| Beschreibung: |
Es genügt schon, die zahlreichen Reste aus dem Neolithikum zu erwähnen, die in der Gegend ausgegraben wurden, um die Altertümlichkeit dieses auf einem Hügelkamm (in 539 Mt. Höhe) gelegenen Orts zu beweisen. Man hat jedoch zuverlässigere Kunde seiner Existenz erst ab dem 11. Jh., als, laut zeitgenössischer Quellen, von einer Ortschaft Namens castrum Flastrae berichtet wird, die sich auf den San Paolo genannten Hügel erhob und die ein geographischer und politiker Treffpunkt einer Reihe anderer Burger geworden sei, der das obere Fiastrone-tal bewachte. Wegen seiner strategisch günstigen Position war Fiastra immer schon begehrte Beute verschiedener Herrscher und gehörte zuerst den Grafen Magalotti (wenige Überreste ihres Schloßes bestehen noch heute), dann der Familie Da Varano, später der Familie Sforza, und schließlich des Kirchenstaats. Ihre aktuelle Berühmtheit verdankt jedoch Fiastra seinem Stausee und dem dazugehörigen, vom italienischen nationalen Betrieb Enel entworfenen Wasserkraftwerk beim Fluß Fiastrone. Die längliche Form des in die berbige Landschaft eingebetteten Sees trägt zweifellos dazu bei, hier eine bezaubernde Atmosphäre zu schaffen.
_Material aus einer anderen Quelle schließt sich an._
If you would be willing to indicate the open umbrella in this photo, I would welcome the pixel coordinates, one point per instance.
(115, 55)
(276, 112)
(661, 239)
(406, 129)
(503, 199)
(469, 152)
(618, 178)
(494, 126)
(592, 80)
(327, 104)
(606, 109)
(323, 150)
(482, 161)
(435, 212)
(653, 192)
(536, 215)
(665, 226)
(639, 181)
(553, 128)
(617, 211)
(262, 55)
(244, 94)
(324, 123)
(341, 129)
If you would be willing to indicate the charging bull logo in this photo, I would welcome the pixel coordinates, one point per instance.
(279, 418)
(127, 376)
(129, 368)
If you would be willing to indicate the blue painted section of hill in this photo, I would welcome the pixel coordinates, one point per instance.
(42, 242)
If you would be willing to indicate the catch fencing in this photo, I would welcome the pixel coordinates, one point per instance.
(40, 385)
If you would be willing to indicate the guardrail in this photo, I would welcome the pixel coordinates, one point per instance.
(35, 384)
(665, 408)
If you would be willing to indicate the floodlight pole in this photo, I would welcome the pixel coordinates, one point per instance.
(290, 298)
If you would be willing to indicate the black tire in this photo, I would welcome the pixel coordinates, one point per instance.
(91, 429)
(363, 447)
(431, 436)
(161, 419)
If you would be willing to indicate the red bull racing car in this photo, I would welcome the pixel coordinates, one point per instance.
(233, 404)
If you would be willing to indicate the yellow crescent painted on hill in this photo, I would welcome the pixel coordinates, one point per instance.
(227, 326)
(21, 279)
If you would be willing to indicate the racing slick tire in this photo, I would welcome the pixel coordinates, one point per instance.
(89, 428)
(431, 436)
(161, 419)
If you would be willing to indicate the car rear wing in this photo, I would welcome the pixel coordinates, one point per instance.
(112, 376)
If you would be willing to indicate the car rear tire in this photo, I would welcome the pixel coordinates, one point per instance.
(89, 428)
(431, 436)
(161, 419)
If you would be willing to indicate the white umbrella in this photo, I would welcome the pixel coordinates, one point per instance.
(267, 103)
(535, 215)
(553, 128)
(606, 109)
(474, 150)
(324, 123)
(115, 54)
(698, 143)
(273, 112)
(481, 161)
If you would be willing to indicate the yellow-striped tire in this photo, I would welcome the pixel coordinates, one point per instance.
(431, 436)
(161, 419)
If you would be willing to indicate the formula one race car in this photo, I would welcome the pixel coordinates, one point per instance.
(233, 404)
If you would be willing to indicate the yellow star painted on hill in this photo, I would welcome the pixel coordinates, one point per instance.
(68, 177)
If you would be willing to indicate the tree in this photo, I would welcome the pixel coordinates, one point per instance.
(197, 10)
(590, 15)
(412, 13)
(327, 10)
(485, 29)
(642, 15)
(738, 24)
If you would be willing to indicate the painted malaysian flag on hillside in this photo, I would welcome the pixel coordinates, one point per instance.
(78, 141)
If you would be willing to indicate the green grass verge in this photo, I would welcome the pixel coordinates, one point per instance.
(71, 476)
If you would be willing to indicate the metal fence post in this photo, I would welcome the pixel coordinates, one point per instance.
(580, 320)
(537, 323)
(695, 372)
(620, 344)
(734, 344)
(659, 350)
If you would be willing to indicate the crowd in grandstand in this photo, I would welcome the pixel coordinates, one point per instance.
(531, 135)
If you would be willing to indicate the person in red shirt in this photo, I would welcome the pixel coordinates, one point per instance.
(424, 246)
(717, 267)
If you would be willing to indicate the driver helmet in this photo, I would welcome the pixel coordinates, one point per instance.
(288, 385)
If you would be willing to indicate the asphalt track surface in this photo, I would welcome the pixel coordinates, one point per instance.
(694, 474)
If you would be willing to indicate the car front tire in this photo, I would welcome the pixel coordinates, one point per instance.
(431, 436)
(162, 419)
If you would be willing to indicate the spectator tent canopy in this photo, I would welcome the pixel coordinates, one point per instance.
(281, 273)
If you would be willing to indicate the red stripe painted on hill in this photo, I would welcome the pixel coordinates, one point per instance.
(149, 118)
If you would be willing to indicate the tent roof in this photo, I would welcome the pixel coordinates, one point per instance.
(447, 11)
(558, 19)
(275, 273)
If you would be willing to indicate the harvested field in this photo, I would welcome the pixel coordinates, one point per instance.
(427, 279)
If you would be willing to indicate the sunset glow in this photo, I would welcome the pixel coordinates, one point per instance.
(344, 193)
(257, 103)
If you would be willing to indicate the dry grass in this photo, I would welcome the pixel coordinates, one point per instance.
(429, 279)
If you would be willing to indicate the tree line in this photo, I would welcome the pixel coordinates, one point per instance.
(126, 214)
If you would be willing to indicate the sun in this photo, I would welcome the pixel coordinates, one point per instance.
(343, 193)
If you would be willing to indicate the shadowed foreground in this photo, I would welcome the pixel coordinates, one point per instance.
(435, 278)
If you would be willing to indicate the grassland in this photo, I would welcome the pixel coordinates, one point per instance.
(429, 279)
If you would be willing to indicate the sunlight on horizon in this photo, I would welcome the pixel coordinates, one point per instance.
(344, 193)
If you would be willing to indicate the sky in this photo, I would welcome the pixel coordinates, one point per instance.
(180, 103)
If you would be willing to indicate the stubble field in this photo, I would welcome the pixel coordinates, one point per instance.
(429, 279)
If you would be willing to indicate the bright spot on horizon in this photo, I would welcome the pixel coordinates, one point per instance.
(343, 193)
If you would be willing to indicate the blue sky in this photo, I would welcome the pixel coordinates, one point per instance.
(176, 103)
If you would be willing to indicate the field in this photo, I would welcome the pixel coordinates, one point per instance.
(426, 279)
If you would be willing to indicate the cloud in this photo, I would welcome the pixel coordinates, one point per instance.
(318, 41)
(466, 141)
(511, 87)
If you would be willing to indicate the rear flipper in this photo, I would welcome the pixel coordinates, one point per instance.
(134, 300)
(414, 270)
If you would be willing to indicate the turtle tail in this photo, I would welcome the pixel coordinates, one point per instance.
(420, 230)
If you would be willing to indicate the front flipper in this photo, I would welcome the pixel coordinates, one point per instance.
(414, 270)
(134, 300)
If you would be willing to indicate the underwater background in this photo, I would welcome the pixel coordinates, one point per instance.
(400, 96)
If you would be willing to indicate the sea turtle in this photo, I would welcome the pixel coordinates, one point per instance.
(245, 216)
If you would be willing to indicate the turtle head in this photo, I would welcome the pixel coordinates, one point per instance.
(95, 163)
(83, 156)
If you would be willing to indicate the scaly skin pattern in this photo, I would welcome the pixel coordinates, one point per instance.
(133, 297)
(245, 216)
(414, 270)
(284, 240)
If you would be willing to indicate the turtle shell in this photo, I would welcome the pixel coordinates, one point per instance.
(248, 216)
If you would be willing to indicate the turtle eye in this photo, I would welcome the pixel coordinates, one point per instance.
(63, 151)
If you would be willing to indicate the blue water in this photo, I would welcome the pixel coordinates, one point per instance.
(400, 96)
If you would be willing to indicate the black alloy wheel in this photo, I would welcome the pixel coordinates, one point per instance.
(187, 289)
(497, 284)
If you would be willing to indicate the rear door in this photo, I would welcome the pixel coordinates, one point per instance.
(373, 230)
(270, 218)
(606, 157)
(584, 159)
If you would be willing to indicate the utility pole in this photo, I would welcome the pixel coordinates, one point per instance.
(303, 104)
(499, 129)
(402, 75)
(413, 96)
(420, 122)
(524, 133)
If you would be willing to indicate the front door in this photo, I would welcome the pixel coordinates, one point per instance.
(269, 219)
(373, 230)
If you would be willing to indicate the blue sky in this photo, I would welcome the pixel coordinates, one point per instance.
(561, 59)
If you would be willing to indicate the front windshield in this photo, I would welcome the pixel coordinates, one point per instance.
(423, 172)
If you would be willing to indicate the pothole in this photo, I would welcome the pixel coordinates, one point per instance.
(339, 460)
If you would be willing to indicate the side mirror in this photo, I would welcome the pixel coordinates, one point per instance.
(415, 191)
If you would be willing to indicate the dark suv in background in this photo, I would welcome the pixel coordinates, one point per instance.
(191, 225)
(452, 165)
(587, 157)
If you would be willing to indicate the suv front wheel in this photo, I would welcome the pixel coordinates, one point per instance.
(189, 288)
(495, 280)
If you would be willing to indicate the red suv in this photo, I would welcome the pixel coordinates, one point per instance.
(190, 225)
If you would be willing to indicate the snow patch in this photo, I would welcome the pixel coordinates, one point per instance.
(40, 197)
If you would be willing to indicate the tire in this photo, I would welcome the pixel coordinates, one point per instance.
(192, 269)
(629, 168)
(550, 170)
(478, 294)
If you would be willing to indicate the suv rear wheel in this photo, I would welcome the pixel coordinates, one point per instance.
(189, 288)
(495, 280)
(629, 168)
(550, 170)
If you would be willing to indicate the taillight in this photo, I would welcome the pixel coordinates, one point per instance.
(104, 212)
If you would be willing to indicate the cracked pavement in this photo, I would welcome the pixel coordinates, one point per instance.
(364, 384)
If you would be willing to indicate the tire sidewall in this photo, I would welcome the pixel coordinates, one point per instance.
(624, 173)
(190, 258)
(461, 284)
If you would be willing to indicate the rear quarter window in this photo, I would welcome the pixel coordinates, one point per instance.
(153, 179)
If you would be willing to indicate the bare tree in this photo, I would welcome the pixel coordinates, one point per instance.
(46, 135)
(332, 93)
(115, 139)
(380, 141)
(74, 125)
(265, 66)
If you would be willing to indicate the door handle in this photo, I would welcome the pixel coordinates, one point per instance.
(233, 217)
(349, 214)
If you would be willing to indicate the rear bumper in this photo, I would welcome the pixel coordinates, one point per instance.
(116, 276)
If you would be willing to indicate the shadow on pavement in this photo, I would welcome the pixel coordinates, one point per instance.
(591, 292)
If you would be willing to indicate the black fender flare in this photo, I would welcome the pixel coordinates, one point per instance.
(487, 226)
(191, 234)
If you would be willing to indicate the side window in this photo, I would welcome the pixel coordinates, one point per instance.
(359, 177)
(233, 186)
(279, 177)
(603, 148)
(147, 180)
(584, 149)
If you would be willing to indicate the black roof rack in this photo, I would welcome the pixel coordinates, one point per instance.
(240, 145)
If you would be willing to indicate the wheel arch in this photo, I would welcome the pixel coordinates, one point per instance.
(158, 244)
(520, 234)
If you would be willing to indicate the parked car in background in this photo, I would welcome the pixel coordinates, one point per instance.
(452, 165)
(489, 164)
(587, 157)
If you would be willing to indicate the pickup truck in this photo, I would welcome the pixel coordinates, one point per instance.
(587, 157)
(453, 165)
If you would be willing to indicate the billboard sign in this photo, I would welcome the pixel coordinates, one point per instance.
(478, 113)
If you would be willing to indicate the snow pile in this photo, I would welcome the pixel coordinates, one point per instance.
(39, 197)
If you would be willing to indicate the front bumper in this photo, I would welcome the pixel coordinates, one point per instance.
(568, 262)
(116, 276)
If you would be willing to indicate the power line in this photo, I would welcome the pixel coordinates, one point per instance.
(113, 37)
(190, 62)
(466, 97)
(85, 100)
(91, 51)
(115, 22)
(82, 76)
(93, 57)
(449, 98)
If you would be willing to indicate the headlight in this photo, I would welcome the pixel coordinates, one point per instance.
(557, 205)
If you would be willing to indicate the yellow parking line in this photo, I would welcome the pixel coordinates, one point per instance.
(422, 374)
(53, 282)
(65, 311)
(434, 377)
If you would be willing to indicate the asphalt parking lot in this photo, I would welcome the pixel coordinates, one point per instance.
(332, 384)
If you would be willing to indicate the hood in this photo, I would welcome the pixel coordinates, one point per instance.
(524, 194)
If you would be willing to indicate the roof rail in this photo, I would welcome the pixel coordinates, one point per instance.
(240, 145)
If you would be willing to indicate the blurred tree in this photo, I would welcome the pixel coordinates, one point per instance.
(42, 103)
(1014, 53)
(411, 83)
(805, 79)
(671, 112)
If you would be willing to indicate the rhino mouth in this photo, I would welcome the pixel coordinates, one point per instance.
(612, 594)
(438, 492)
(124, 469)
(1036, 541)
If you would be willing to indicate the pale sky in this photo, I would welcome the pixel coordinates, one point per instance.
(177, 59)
Der See ist mit Strand und Campingplatz versehen und bietet sich als entspannender Hintergrund für verschiedene Wassersportarten an, insbesondere Angeln, Rudern und Segeln. Am Ufer des Sees erstreckt sich ein Naturerlebnis-Lehrpfad, dessen erster Teil behindertengerecht gestaltet ist. Dank seiner glücklichen Lage mitten im Herzen des Nationalparks der Sibillinischen Berge, die Auswahl an Rad- und Wanderwegen ist rießig. Die ‘Gole del Fiastrone’ und die sogenannte ‘Grotta dei Frati’ gehören zu den begehrtesten Zielen.
Die Gegend bietet auch exklusive Quad Ausflügen in dieser einmaligen Landschaft.